>From this perspective it seems clearly incorrect to say that
[[ch]] is two things; it is arguably incorrect even to say that
//ch// is two things. It all depends on your criteria. The
observation that //c// and //h// exist separately in the Slovak
graphemic repertoire supports the argument that //ch// is
partitionable; but that doesn't mean [[ch]] is partitionable.

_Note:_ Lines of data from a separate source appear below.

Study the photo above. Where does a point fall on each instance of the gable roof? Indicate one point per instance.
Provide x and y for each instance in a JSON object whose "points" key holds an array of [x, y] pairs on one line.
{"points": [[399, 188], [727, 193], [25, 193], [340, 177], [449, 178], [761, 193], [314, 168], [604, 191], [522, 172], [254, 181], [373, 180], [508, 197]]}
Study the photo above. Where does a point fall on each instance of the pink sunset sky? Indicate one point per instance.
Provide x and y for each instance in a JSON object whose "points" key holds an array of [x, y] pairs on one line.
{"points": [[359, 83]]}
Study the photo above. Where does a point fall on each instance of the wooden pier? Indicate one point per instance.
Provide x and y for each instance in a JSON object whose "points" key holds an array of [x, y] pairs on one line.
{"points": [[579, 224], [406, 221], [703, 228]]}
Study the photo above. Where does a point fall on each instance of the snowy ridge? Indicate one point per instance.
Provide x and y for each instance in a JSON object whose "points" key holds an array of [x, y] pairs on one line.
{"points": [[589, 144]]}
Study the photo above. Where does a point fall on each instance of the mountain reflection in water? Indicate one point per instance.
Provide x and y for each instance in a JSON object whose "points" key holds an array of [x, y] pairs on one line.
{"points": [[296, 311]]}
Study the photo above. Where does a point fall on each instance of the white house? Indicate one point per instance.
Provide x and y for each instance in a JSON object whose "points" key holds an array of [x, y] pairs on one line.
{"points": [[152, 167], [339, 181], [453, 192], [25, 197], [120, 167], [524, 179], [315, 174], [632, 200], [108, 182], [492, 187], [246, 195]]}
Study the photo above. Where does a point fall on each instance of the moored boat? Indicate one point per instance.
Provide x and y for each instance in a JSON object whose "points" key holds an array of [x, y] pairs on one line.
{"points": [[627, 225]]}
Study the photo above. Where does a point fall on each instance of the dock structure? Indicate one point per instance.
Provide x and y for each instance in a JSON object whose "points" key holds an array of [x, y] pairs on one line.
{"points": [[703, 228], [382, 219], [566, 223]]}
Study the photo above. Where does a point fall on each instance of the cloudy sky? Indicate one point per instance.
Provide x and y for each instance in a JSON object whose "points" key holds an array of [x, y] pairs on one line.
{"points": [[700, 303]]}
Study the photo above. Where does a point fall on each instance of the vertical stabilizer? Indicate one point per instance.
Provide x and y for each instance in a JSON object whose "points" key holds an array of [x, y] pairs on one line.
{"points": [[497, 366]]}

The observation that [[ch]] is a unit in the Slovak semantic
repertoire argues with equal force that //ch// should be
considered unitary. The graphical form itself tells us nothing
in this respect. Font technologies and products are
irrelevant.
Interesting discussion, but I'm inclined to think it's not all
that important. It really makes *no difference whatsoever*
whether Slovak "ch" (or [[ch]] or //ch// or whatever) is an
atomic unit of some system or not. All that matters is:
- what is the behaviour that Slovak users expect of their
software in relation to the whattzit(s) "ch", and
- what is needed in the way of encoding in order to achieve
software that meets those expectations
It doesn't matter one bit what we call anything. (So I'll try
to avoid the offending labels.) The argument should be whether
the sequence U+0063 + U+0068 (and variations involving the
corresponding upper case Unicode-thingies) is sufficient in
order to develop implementations that satisify the expectations
of users, or whether a new Unicode-thingy, which probably would
be called LATIN SMALL LETTER CH is necessary.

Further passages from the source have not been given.